Vodou draws influences from a multitude of other religions and cultures, particularly Catholicism despite the counter-position between the two religions. Over the centuries, Vodou was shaped into the wide-reaching and unique religion that it is today.

Some practices of Haitian Vodou are a result of the syncretism that occurred when the French colonizers forcibly converted West African slaves in the West Indies colonies to Christianity. Instead of completely converting to Christianity, the African slaves disguised their loa as acceptable Catholic saints. This way, they were able to continue to practice their traditional religion. This new form of the tribal African religions came to be Haitian Vodou which to this day still has its Christian influences.
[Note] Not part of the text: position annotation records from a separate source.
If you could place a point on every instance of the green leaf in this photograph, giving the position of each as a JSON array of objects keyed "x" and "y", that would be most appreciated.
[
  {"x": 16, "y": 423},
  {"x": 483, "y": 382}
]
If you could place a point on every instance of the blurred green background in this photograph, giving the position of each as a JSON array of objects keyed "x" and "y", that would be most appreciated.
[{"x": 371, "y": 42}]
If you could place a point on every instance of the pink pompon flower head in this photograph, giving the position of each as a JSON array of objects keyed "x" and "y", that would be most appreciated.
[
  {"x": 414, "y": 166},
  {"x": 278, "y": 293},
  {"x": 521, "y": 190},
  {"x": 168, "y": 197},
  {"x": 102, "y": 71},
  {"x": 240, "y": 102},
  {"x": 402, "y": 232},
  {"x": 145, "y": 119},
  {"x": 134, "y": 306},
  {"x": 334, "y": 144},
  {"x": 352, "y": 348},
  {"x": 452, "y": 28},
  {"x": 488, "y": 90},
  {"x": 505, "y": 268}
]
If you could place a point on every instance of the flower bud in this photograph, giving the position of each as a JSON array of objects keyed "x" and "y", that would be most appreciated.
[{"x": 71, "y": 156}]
Despite the constant opposition between Christianity and Vodou, many Haitians often consider themselves practitioners of both Vodou and Christianity.
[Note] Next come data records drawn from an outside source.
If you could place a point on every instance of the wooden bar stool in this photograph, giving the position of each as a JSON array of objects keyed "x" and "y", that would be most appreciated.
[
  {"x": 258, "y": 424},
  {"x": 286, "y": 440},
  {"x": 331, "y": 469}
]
Louisiana Vodou/New Orleans Vodou is another example of syncretism with Christianity and West African culture.

==The Church position==
During the colonial period, the Catholic Church first altered the traditional African traditions that would eventually become Haitian Vodou through slavery and forced Christianization. Missionaries sought to end any African influence on slaves in the New World to fully convert them to Christianity.
The Church has put pressure upon the government to outlaw and disband Vodou. In 1896, 1913, and again in 1941 the church led its anti-superstitious campaigns to fight against Vodou. During the campaigns, hundreds of Ounfos and ritual paraphernalia were destroyed and burned. In addition to the more common French and British missionaries, Canadian missionaries began to move into Haiti in 1942. A Jesuit seminary was also opened in 1948. Up to this time, the church remains a major political power; this can cause major problems in country and has greatly limited its pastoral work. In the past decade the Catholic Church has taken a much more liberal stand towards Vodou, even including some minor Vodou elements in the Haitian mass.